Kenyans will have to dig deeper into their pockets access the internet and use their phones after President Uhuru Kenyatta assented to the Financial Act of 2021. The latter introduced tax-related amendments that affected data and airtime charges and his assenting to the bill is quite contrary to what pundits had foreseen give the overburdened state of most households in the country.
The new taxes or revised duty had not been earlier included in the Finance Bill, 2021 tabled in Parliament on April 30 and which enjoyed government’s backing. In the recent past, parliament rejected a proposal by treasury to change how tax on bread is calculated which would have seen in the bread prices shoot through the roof, thereby making it a product for only the rich. Uhuru is also on record rejecting the Finance Bill in 2018 and 2019.
With such moves, pundits had opined that the president would not sign off on the ones he did yesterday but he has since appended his signature.
“With the Presidential Assent of these critical legislative instruments that anchor the Financial Year 2021/2022 budget, Kenya’s public finance sector is on a stronger foundation to spur economic growth, fund critical development projects within the Big Four and other seminal initiatives,” State House said in a statement.
The Kenya Revenue Authority (KRA) was to start collecting the duties from yesterday and it is widely expected that treasury will collect about Ksh. 8 billion from telecos as the common man s starts feeling the pinch immediately.

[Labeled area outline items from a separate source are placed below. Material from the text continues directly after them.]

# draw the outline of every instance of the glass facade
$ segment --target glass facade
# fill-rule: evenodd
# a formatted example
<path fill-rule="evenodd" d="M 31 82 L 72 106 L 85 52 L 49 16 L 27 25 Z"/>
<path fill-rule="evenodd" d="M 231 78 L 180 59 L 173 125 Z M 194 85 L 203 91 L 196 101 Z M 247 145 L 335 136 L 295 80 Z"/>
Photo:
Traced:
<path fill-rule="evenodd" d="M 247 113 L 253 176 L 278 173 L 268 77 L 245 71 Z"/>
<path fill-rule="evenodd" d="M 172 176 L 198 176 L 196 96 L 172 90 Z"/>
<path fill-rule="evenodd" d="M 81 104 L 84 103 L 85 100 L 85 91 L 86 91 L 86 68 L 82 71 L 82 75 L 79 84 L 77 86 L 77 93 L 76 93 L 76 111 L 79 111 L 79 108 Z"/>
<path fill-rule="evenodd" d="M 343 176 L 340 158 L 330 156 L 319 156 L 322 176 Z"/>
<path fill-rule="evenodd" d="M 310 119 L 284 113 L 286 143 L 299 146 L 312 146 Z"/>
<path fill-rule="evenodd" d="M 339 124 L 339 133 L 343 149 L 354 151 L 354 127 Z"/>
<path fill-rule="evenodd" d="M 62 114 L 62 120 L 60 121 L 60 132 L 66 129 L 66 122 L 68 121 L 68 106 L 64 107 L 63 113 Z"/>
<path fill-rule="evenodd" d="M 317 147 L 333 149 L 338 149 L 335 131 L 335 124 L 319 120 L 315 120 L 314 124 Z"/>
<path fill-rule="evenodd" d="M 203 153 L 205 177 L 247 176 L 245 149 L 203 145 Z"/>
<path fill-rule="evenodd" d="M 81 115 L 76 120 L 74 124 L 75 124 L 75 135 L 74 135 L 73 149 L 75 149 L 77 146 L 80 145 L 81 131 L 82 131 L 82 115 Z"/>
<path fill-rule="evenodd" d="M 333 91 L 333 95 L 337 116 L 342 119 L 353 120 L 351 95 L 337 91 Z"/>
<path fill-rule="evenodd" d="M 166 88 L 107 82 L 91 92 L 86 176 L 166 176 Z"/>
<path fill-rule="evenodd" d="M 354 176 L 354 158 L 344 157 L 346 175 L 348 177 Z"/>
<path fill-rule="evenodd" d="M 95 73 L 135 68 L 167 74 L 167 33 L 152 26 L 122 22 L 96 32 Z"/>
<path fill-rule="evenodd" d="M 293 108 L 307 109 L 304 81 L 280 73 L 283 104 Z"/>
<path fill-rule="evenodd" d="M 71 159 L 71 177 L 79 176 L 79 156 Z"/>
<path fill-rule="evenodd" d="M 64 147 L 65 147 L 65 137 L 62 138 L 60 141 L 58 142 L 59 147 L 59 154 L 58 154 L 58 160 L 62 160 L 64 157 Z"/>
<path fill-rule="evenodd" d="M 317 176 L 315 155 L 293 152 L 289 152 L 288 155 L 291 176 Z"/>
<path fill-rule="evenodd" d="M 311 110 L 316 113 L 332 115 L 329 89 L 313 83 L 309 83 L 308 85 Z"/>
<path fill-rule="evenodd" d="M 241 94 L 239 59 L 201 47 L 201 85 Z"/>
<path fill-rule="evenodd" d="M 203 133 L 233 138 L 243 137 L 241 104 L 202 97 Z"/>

On Tuesday, Safaricom had asked its clients to brace themselves for increased airtime and Internet charges if the president assented to the bill.
“This being a consumption tax, the burden, unfortunately, has to be absorbed by customers,” Peter Ndegwa, the Safaricom CEO, said.
“Our plea to the government is to rethink this tax increase given the current economic environment. Mobile services have come to support a majority of people who have been negatively impacted by the Covid-19 pandemic relying on mobile services to work from home, learn or earn a living. The increase will thus only intensify the negative impact on our people,” he added.